When Microsoft this week released the first insight into the Skype Translator, it got us thinking here at FTE about how it could be used by airlines, airports and industry suppliers to help improve multi-lingual customer service.
The innovative new tool, which is being jointly developed by Skype and Microsoft Research teams, combines voice IM technologies with Microsoft translator and neural-network-based speech recognition to deliver near-real-time cross-language communication. In other words, two people can have a near-real-time Skype video conversation with one another even if they don’t speak the same language.
Being such an international business, the travel industry could surely make use of this development, which will be available as a Windows beta app before the end of 2014.
Take Munich Airport’s InfoGates or the Faceport kiosk, for instance, which make use of videoconferencing and telepresence technology to enable video-based communication between a passenger and an offsite agent. If this new real-time speech translation technology was to be integrated, every single passenger would be able to interact with the agents in their native tongue, without having to worry about potential language barriers. No doubt, the integration of the two products is easier said than done, but we’re sure the industry has enough talent to make this a reality.

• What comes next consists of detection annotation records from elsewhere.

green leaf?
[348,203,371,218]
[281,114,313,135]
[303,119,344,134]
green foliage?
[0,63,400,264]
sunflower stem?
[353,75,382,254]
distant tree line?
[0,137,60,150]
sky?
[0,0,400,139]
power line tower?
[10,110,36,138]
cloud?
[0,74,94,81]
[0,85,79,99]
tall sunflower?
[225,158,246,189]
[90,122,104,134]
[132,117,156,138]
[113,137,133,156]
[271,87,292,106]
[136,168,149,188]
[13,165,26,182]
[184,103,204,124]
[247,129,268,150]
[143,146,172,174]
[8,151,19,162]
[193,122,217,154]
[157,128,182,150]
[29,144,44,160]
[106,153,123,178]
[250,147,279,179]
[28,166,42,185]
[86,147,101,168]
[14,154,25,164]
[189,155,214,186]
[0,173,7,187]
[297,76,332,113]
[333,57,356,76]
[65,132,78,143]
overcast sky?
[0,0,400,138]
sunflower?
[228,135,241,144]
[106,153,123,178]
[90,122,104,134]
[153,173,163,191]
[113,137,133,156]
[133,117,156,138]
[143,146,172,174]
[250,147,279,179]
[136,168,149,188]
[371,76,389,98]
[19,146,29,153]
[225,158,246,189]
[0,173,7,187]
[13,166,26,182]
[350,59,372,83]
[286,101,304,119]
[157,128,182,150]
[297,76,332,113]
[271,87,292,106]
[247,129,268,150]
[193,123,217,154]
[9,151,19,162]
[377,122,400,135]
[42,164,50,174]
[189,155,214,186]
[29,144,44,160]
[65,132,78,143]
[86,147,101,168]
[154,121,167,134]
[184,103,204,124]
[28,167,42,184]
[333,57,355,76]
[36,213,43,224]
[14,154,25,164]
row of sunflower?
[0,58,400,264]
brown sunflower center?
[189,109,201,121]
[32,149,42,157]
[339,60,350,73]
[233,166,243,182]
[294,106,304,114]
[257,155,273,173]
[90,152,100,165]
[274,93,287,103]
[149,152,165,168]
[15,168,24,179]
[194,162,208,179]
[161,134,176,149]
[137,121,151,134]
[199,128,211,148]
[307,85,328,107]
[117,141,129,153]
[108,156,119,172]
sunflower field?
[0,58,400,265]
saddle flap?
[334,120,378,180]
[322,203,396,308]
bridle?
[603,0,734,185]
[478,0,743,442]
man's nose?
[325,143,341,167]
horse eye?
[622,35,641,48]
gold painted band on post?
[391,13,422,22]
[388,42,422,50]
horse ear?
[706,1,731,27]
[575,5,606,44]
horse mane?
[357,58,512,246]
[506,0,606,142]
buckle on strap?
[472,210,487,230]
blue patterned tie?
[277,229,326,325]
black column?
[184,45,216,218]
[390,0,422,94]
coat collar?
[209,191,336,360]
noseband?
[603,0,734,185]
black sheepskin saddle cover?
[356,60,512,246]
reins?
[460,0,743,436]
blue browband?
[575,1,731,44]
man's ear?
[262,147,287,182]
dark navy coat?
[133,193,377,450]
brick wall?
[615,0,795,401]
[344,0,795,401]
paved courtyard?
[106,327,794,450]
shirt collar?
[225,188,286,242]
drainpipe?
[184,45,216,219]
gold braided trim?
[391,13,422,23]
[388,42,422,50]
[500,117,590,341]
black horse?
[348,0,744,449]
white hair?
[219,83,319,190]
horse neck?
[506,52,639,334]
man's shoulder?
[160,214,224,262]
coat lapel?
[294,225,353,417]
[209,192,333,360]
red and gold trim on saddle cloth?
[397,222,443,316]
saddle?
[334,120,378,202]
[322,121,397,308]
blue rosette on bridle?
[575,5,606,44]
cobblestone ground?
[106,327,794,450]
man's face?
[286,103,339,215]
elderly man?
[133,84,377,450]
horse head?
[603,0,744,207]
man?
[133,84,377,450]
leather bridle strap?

Alternatively, before travelling, if a passenger had any questions or concerns about their upcoming trip, rather than searching online or phoning a call centre (and provided they have an Internet connection), they could instead have a Skype call with an airline or airport agent, regardless of which language they speak.
Simplifying the travel experience for passengers of various nationalities is a task that has previously been tackled by offering multi-lingual signage and text translation apps, but the Skype Translator may provide an ideal tool to help airlines and airports take their multi-lingual customer service to the next level.